My best advice for children to help them with the change is to split the difference with the old time and the new time. How does that work?
For babies less than 6 months old, if their bedtime and naptimes are not predictable, simply jump to the new time Sunday night as if you were traveling to a new time zone and use their wake time window (awake time between sleep periods) as your guide.
Infants (ages 0-12 mos): If bedtime is normally 7:00 p.m. move bedtime 15 minutes later each night until you reach the normal time again. So the first night you would put him down at 6:15 p.m., the second night 6:30 p.m., and so on. On the fourth night you should be back to 7:00 p.m. Do the same thing for naps. Start 45 minutes earlier than normal and move them 15 minutes later each day. So if morning nap is at 9:00 a.m. normally, start with 8:15 a.m. on Sunday, 8:30 a.m. on Monday, 8:45 a.m. on Tuesday and then 9:00 a.m. on Wednesday. Do the same for the afternoon nap.
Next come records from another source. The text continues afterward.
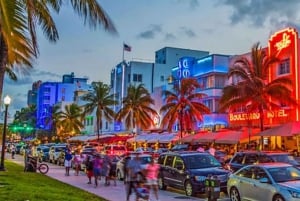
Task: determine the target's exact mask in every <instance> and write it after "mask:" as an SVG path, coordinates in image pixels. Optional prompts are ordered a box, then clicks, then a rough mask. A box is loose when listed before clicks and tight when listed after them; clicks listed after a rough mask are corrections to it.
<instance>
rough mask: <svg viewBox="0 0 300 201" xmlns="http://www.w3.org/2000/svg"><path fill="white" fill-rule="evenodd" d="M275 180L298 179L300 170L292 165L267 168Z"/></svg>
mask: <svg viewBox="0 0 300 201" xmlns="http://www.w3.org/2000/svg"><path fill="white" fill-rule="evenodd" d="M268 171H269V173H270V175H271V176H272V178H273V179H274V181H275V182H277V183H280V182H287V181H297V180H299V181H300V170H299V169H297V168H295V167H293V166H288V167H276V168H269V169H268Z"/></svg>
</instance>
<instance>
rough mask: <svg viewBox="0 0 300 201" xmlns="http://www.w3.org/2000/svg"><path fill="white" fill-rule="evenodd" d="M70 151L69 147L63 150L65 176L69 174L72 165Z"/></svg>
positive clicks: (67, 175) (69, 173)
mask: <svg viewBox="0 0 300 201" xmlns="http://www.w3.org/2000/svg"><path fill="white" fill-rule="evenodd" d="M72 158H73V156H72V153H71V150H70V149H68V148H67V149H66V151H65V168H66V174H65V175H66V176H70V168H71V165H72Z"/></svg>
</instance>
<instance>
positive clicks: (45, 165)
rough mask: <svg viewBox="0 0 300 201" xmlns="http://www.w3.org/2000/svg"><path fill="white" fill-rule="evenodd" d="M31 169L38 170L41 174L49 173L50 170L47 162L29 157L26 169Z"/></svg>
mask: <svg viewBox="0 0 300 201" xmlns="http://www.w3.org/2000/svg"><path fill="white" fill-rule="evenodd" d="M30 170H31V171H34V172H36V170H38V171H39V172H40V173H41V174H47V173H48V171H49V166H48V165H47V164H46V163H40V162H38V159H35V158H31V157H29V158H28V162H27V164H26V167H25V169H24V171H25V172H27V171H30Z"/></svg>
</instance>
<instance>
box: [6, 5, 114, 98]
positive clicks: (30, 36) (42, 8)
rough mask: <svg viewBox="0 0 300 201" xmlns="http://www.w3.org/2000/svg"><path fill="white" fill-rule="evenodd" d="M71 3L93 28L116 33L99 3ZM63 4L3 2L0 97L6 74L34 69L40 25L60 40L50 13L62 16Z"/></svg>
mask: <svg viewBox="0 0 300 201" xmlns="http://www.w3.org/2000/svg"><path fill="white" fill-rule="evenodd" d="M69 3H70V5H71V6H72V7H73V9H74V11H75V13H76V14H78V15H79V16H80V17H82V18H83V19H84V22H86V23H88V24H89V25H90V27H91V28H97V27H98V25H99V26H101V25H102V26H103V27H104V29H105V30H107V31H109V32H111V33H116V29H115V27H114V25H113V23H112V21H111V20H110V18H109V17H108V16H107V14H106V13H105V12H104V10H103V9H102V8H101V6H100V5H99V3H98V2H97V0H72V1H71V0H70V1H69ZM63 5H65V1H61V0H35V1H28V0H9V1H0V25H1V26H0V97H1V96H2V91H3V81H4V74H5V72H10V73H11V72H14V71H18V72H26V69H28V68H32V67H33V59H34V58H36V57H37V56H38V52H39V51H38V43H37V36H36V28H37V26H39V27H40V28H41V30H42V31H43V33H44V35H45V37H46V38H47V39H48V40H49V41H50V42H56V41H57V40H58V39H59V34H58V31H57V29H56V25H55V22H54V20H53V18H52V16H51V14H50V11H52V12H56V13H59V12H60V9H61V7H62V6H63ZM15 80H16V77H15Z"/></svg>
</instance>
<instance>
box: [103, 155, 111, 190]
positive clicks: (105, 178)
mask: <svg viewBox="0 0 300 201" xmlns="http://www.w3.org/2000/svg"><path fill="white" fill-rule="evenodd" d="M110 168H111V161H110V158H109V156H108V155H104V157H103V166H102V176H104V177H105V184H104V185H105V186H109V185H110V182H109V172H110Z"/></svg>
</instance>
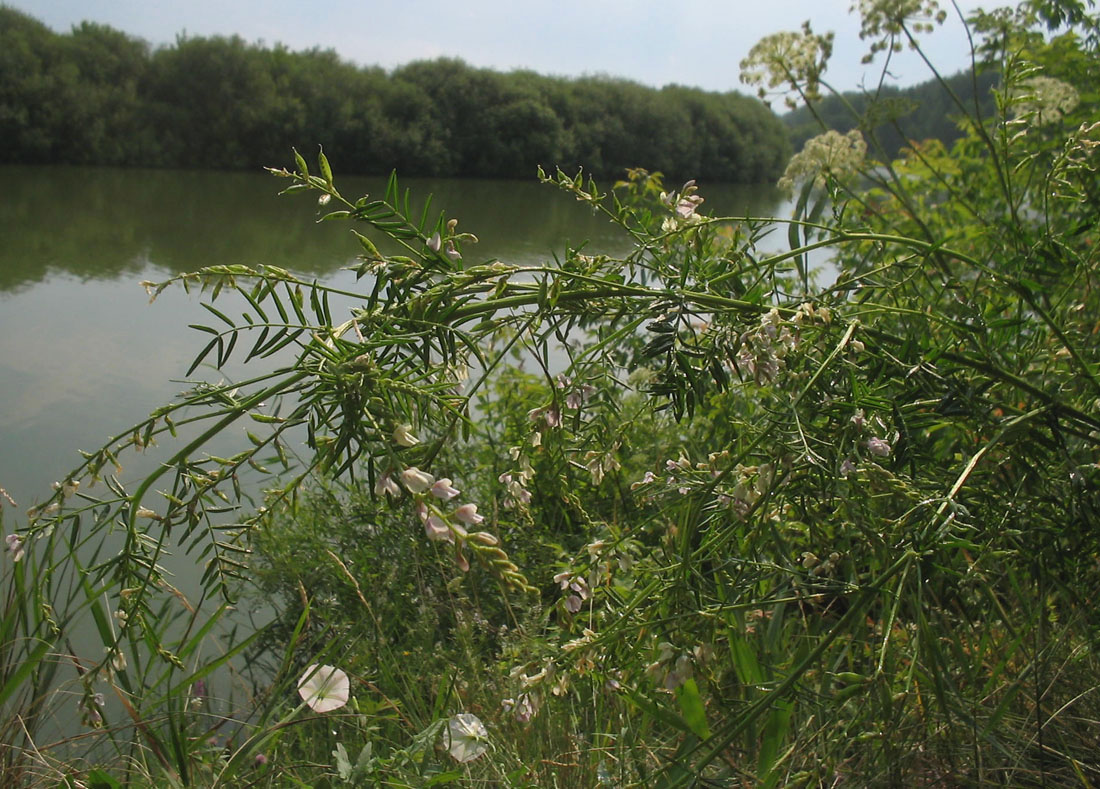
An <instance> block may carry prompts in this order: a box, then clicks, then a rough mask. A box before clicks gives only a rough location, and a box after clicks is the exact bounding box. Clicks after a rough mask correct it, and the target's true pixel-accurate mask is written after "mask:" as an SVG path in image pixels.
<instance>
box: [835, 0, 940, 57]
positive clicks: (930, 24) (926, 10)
mask: <svg viewBox="0 0 1100 789" xmlns="http://www.w3.org/2000/svg"><path fill="white" fill-rule="evenodd" d="M849 10H850V11H856V10H858V11H859V15H860V21H861V24H860V31H859V37H860V39H864V40H867V39H872V40H873V41H871V51H870V52H869V53H868V54H867V55H865V56H864V63H870V62H871V61H872V59H873V58H875V55H876V53H879V52H884V51H887V50H890V51H891V52H901V48H902V43H901V42H902V41H903V40H904V39H906V37H908V39H910V46H911V47H915V44H914V43H913V40H912V36H913V35H915V34H917V33H931V32H932V31H933V30H934V29H935V25H937V24H943V23H944V21H945V20H946V19H947V12H946V11H944V10H943V9H942V8H939V3H938V2H937V0H858V1H857V2H855V3H853V6H851V8H850V9H849Z"/></svg>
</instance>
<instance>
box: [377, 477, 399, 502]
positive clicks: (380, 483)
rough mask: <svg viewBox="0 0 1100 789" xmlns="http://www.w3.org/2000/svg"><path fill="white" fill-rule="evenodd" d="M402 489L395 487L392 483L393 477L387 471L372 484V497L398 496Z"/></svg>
mask: <svg viewBox="0 0 1100 789" xmlns="http://www.w3.org/2000/svg"><path fill="white" fill-rule="evenodd" d="M400 493H401V489H400V487H398V486H397V483H396V482H394V476H393V474H390V473H389V472H388V471H387V472H386V473H384V474H383V475H382V476H379V478H378V479H377V481H376V482H375V483H374V495H376V496H382V495H383V494H385V495H388V496H395V497H396V496H399V495H400Z"/></svg>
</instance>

For toddlers/school aged children (ages 12 mos and up) On Sunday, the first day of the time change, put your child down for his first nap 30 minutes earlier than normal. If baby usually naps at 9:30 a.m., put him down at 9:00 a.m. do the same with the afternoon nap if he takes an afternoon nap. For bedtime, if his normal bedtime is 7:00 p.m., you would put him down at 6:30 p.m. Do this for 3 nights after the time change and then on the 4th night, put him to bed at 7:00 p.m. and on 5th day move naptimes back to normal time. So if your child naps at 9:30 a.m, put him down at 9:30 a.m. and so on with the rest of the day.
A great thing about this time change is that there are more hours of darkness which helps make this transition a little easier. If your child wakes up too early, walk them back to their room and tell them it’s not time to get up yet. If your child wakes up too early and is in a crib, be sure to help his body understand it isn’t morning time by keeping him in his crib in the dark room until normal wake time.
Note for Toddlers/School-aged children: If you have a toddler or an older child who relies on a clock to know when their “morning time” has arrived, set the clock one half hour ahead of the new time so that it reads 7:00 a.m. at the new time of 6:30 a.m. Allow your child to wake a bit earlier than normal (they will think it is 7:00 according to the clock but it will be 6:30 a.m., new time). This will only be temporary as your child adjusts to wake at their usual 7:00 a.m. time after about one or two weeks.
It may take children and babies a bit more time to fall asleep, this is normal, since the time is different initially they might seem tired earlier. It usually takes about a week for children and babies to completely adjust to the new time, some children it can take up to a month. Be patient and stay very consistent, it will happen.